Vision: Move upstream to prevent dependent neglect cases from happening


  • Expanded patient population and identified more at-risk individuals
  • Hired staff and filled gaps in service
  • Partnered with the University of Montana practicum students  


  • Wrongly assumed common goals and shared beliefs
  • Discovered turf wars among small communities  
  • Discovered different capabilities of using, entering and storing data
  • Working through the cultural and language differences between agencies  

Missoula County is a geographically large, rural county located in western Montana. With a population of more than 100,000 residents, it is the second most populous county in the state. Since 2015, Missoula County has initiated several collaborative efforts to improve outcomes for people involved in the criminal justice system. In 2018, the county teamed up with Partnership Health Center (PHC) — Missoula County’s Federally Qualified Health Center (FQHC) — on the Kindness, Elegance, and Love Project (KELP). This project engaged new allies to serve justice-involved families dealing with parental termination proceedings.

Support Team for Dependent Neglect Cases

In 2017, the Montana State Office of Public Defender (OPD) contacted the Missoula County PHC about emerging non-criminal dependent neglect (DN) cases in the county. DN cases occur when a child is removed from the home and a 15-month plan is put in place for the parent by the court. After further investigation, the county and PHC learned that families involved in parental termination proceedings were not getting access to the evaluations or services needed to complete their court-ordered plan.

Also in 2017, the Montana State Legislature passed dramatic cuts to mental health and substance abuse treatment services. Missoula County’s public safety net, especially for those with mental illness and substance use disorders had weakened. Many of the families involved in DN cases were experiencing significant barriers such as mental illness and/or substance use disorders, developmental disabilities, generational poverty, poor health, unemployment, unstable housing and lack of transportation and/or childcare. As a result of the state-issued cuts, parents were losing their children due to their inability to access court-mandated services. After 15 months of being out of the home, it was presumed that it is in the best interest of the child to be permanently removed from the family.

Core stakeholders agreed that these families were not adequately being served. This led to cross-sector collaborations between the county, OPD, PHC, the University of Montana (UM) and several community service providers to enact change through the KELP program. Growing pains were anticipated because Missoula is a small, rural community where resources are limited and “turf wars” exist among agencies. Turf wars are an inherent risk when small communities compete with other departments and agencies for the same resources such as staff and funding.

A home site was designated for the KELP program near OPD and PHC. The location allowed for immediate intakes by licensed clinical social workers. Families now had access to mental health evaluations, housing assistance, guidance with court mandated plans (provided by UM Social Work and PhD Psychology students) and as many services possible to support the DN cases.

Adjacent to this effort of reunifying families, the county was also asking other pressing questions about the prevention and underlying causes of family removals, understanding the nuances that made Montana the number one removal state in the nation, and changing implicit biases and stigmas around these families.

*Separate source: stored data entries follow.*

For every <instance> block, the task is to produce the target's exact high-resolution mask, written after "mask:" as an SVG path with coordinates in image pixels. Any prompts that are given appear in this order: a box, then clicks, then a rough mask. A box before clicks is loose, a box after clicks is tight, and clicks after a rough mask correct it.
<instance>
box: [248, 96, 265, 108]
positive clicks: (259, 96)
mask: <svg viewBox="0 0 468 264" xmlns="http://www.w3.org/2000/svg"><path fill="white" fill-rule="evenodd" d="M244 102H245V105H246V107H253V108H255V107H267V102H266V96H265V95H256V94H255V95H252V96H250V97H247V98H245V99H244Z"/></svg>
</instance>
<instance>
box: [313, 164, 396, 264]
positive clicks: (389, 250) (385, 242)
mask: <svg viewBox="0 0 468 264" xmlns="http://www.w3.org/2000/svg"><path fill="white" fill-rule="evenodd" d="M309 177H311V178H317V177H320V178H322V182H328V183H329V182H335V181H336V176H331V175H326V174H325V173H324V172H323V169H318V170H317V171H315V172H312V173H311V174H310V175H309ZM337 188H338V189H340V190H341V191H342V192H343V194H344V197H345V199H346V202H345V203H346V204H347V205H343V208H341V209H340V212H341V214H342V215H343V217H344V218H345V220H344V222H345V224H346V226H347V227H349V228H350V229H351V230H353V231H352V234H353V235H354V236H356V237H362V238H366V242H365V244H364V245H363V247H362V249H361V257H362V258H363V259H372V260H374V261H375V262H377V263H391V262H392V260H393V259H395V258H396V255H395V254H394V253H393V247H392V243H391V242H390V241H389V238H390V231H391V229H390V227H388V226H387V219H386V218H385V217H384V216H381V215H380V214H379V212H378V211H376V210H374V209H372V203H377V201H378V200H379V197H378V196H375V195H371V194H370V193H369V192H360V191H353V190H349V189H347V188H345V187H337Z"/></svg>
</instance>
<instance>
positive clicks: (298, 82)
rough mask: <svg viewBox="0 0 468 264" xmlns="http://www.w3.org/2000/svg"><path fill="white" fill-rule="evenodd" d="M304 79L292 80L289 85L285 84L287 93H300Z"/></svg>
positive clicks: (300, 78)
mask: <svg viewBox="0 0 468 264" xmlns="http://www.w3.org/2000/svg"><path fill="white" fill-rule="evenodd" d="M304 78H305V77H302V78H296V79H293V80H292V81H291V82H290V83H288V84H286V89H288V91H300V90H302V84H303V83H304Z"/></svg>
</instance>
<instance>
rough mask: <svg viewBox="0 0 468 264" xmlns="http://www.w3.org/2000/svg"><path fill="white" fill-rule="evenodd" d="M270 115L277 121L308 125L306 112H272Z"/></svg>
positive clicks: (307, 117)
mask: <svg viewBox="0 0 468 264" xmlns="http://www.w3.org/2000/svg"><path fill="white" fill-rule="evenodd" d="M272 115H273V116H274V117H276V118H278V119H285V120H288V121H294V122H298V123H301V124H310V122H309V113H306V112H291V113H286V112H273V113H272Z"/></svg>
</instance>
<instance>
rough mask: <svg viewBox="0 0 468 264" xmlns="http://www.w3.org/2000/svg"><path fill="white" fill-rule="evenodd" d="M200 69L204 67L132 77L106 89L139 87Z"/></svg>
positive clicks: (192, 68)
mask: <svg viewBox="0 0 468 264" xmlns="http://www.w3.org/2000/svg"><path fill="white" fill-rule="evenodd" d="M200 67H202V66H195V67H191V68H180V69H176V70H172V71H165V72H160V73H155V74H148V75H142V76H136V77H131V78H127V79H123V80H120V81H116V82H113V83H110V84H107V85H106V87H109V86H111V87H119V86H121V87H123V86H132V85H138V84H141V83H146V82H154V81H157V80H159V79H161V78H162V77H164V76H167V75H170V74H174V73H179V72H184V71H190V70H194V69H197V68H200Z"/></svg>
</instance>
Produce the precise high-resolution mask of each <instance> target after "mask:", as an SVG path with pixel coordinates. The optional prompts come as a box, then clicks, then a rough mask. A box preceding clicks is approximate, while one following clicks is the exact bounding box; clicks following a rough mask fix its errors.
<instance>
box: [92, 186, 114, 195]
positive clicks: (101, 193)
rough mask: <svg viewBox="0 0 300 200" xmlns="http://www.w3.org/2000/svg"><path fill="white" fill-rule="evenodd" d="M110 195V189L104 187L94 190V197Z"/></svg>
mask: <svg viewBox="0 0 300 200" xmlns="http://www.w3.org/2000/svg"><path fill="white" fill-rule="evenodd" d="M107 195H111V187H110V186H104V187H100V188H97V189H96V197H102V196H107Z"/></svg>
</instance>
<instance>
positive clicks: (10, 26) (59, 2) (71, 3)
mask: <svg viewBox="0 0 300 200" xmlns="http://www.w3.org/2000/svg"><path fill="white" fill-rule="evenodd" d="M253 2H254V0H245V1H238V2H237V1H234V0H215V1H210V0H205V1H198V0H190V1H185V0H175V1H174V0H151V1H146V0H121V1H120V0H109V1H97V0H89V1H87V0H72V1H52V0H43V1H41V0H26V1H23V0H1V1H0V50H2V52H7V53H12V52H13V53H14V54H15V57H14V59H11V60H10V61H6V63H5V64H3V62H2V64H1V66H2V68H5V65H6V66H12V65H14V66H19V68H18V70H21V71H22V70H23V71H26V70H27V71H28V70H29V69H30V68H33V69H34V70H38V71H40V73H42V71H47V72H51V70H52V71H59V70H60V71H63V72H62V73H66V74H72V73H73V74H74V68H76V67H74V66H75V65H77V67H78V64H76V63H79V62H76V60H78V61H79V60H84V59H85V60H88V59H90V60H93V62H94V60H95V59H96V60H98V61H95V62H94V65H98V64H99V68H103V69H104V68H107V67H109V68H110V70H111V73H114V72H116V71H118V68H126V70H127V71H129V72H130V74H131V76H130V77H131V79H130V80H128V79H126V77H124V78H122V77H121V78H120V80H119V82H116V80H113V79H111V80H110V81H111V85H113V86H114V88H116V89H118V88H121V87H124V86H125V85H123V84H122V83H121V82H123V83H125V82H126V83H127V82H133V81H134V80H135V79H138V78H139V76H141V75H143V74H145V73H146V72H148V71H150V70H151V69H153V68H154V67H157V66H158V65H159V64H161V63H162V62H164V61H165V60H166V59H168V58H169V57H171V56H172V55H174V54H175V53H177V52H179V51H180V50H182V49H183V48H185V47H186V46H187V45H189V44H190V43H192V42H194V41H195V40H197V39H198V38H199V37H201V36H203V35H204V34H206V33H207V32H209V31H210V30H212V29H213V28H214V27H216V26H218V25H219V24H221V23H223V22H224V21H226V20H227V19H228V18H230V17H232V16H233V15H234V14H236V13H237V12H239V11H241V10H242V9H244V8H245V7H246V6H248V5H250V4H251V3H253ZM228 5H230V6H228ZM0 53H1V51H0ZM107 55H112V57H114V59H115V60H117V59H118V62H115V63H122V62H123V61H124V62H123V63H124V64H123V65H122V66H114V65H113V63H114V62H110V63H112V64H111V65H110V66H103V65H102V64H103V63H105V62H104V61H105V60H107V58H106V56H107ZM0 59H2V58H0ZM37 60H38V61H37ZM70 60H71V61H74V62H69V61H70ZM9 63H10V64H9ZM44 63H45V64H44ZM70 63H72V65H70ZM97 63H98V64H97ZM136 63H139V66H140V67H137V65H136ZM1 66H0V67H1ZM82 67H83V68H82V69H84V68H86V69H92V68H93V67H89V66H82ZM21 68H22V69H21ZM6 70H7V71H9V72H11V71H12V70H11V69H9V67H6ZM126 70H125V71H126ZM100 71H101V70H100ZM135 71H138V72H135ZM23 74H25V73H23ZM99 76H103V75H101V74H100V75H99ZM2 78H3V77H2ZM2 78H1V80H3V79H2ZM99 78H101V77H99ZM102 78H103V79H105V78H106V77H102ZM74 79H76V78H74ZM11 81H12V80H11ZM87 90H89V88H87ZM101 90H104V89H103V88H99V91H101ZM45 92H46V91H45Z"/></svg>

For Missoula County, it’s been easy to get data-sharing agreements in place. However, data is used and stored very differently across agencies. Some are using electronic databases while others are still using paper files, making it impossible to integrate systems-level data. While it is unclear how Missoula County is measuring progress and success of its program, leaders acknowledge the need to mitigate turf wars to support collaborative systems integration.